Pékin fait payer les importateurs de cognac, en plein bras de fer avec Bruxelles
La Chine va imposer à partir de vendredi aux importateurs de cognac européen de déposer une caution auprès des douanes chinoises, après la décision de l'UE d'imposer des surtaxes supplémentaires sur les véhicules fabriqués en Chine.
Cette mesure intervient dans un contexte de montée des tensions entre la Chine et l'Union européenne (UE), un partenaire commercial incontournable pour le géant asiatique.
La Commission européenne a lancé ces derniers mois une série de procédures visant la Chine. La plus emblématique concerne les véhicules électriques chinois vendus dans l'UE.
Leurs prix sont jugés artificiellement bas par Bruxelles du fait de subventions d'Etat qui faussent la concurrence et nuisent à la compétitivité des constructeurs européens selon l'UE.
Vendredi, les pays membres de l'UE avaient confirmé lors d'un vote l'imposition de droits de douane sur les voitures électriques importées de Chine, malgré l'opposition des Allemands qui redoutent une guerre commerciale avec Pékin.
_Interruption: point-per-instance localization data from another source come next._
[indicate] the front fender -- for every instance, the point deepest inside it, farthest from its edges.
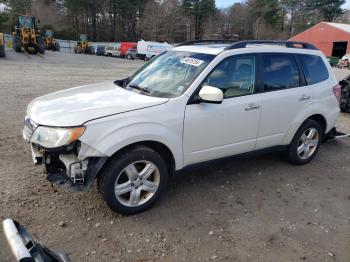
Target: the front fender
(109, 139)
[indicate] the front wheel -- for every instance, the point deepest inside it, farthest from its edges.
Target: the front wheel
(132, 181)
(306, 143)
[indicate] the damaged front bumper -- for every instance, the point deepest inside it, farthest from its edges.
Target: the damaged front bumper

La Commission européenne a désormais les mains libres pour ajouter aux 10% de taxe déjà en place une surtaxe allant jusqu'à 35% sur les véhicules à batterie de fabrication chinoise. Ces droits compensateurs doivent entrer en vigueur fin octobre.
La Chine avait averti qu'elle prendrait "toutes les mesures nécessaires" pour y répondre.
- Menace de surtaxes -
"A partir du 11 octobre 2024, les importateurs devront, au moment d'importer des brandys en provenance d'Union européenne, fournir le dépôt correspondant aux douanes de la République populaire de Chine", a annoncé mardi dans un communiqué le ministère chinois du Commerce. Le cognac représente à lui seul 95% des brandys européens.
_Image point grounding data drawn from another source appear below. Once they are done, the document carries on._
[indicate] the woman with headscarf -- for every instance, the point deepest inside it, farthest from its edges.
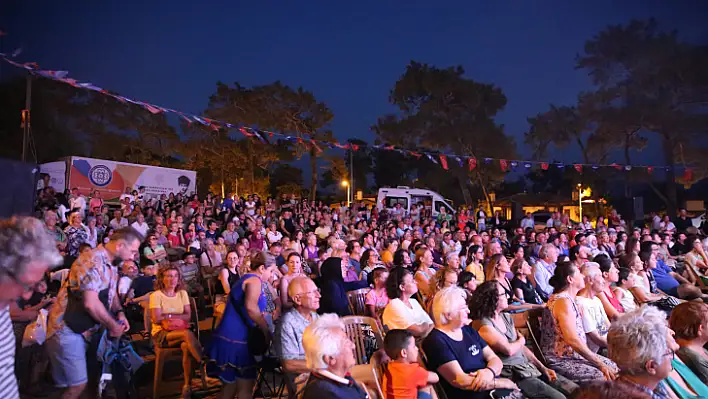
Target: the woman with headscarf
(333, 287)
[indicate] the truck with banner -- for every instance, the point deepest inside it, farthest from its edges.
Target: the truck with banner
(111, 178)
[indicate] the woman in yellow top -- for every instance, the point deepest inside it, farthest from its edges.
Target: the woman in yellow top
(391, 245)
(170, 312)
(475, 257)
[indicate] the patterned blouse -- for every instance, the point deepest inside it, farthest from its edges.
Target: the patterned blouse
(552, 342)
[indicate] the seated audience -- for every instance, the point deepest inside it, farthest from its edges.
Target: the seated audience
(468, 367)
(329, 355)
(497, 329)
(404, 377)
(563, 338)
(403, 311)
(171, 314)
(689, 321)
(643, 347)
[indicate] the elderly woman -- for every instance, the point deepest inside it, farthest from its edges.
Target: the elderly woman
(563, 338)
(243, 332)
(643, 347)
(497, 329)
(329, 353)
(468, 367)
(689, 321)
(403, 312)
(170, 312)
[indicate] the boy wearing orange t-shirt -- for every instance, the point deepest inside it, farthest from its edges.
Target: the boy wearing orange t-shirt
(404, 377)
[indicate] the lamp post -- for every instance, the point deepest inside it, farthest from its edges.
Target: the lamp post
(349, 188)
(580, 202)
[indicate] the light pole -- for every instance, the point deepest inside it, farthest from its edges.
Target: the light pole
(580, 202)
(346, 184)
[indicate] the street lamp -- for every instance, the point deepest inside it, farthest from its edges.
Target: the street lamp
(346, 184)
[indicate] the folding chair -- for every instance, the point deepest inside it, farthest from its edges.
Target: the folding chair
(357, 301)
(355, 332)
Ce dépôt de garantie sera débité rétroactivement si la Chine décide formellement d'appliquer des surtaxes douanières en compensation d'une concurrence jugée déloyale par les producteurs européens de brandy.
L'UE avait appliqué le même mécanisme ces derniers mois, jusqu'à la décision vendredi des pays membres de valider ces surtaxes aux véhicules électriques importés de Chine.
Les maisons de négoce ont récemment reçu des "notifications d'intentions de taxes", indiquait en septembre Florent Morillon, président du Bureau national français interprofessionnel du cognac (BNIC), précisant qu'elles pourraient être de l'ordre de 35% en moyenne.
Pékin, qui avait ouvert en janvier une enquête sur les brandys européens, a annoncé fin août avoir trouvé des preuves de dumping.
Le ministre chinois du Commerce excluait alors d'imposer "pour le moment" des droits de douane temporaires sur ces alcools.
Mardi, en annonçant la mise en place d'une caution sur les importations de brandys, le ministère du Commerce a rappelé mener aussi des "enquêtes antidumping et compensatoires sur le porc, les sous-produits du porc et les produits laitiers importés de l'UE".
"Dans le même temps, la Chine étudie des mesures telles que l'augmentation des droits de douane sur les véhicules à essence de grande cylindrée importés", a ajouté le ministère, disant vouloir ainsi "sauvegarder fermement les droits et intérêts légitimes des industries et des entreprises chinoises".
- Filière "sacrifiée" -
Interrogé mardi par l'AFP, le directeur général du BNIC Raphaël Delpech a dit voir dans cette annonce un "signal supplémentaire" envoyé par la Chine quant à la mise en place de taxes, même si celles-ci ne sont pas encore officialisées.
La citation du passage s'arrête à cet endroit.